6 技術研究開発の充実
近年の景気後退、防衛装備品の調達額の抑制傾向に伴う技術者削減など、防衛産業における研究開発環境の変化により、防衛庁の研究開発の円滑な実施に支障をきたしかねない状況にある。このような中で、より一層効果的・効率的な研究開発を行うとの観点から、01(平成13)年6月に今後の技術研究の実施のあり方や研究開発体制の見直しなどの方向を示した研究開発ガイドライン
1を策定した。
研究開発ガイドラインにおいては、優れた民生技術を積極的に導入・応用する一方、民間技術力のみに依存できない技術分野については、適切な基盤の維持・育成を図ることや、わが国の独自性を必要とする技術分野については、引き続き自主的な取組を行う一方、米国との技術協力を行うことなどの基本的な考え方を示しているほか、防衛技術分野で重点的に取り組むべき分野、研究開発実施の多様化などについても示している。
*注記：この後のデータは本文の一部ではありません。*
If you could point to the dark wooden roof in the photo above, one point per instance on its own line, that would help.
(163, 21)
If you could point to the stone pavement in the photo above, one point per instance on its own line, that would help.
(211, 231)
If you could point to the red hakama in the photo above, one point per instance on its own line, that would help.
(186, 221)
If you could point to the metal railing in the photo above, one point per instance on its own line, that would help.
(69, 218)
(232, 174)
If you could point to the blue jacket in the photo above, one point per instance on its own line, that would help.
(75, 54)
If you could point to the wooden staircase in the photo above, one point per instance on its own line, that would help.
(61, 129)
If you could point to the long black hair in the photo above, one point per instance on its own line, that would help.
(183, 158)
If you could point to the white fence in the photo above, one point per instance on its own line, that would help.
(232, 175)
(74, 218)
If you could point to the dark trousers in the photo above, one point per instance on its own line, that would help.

防衛庁は、この研究開発ガイドラインをも踏まえつつ、防衛力の主要な構成要素である装備品などの開発や、将来の戦闘様相において敵を優越する装備品を生み出すための最先端技術に関する研究を推進してきた。
さらに、この研究開発ガイドラインに示された内容を進化させるべく、「防衛力の在り方検討会議」や総合取得改革推進委員会においても、今後の研究開発のあり方を検討した。この中で、1)中長期的視点に立った技術戦略の策定、2)最新技術などへの弾力的な対応のための新たな研究開発手法の導入、3)科学技術の著しい発展を踏まえた民生技術の積極的な導入、4)事業の見直しを行う制度の実効性の確保などを推進することとしている。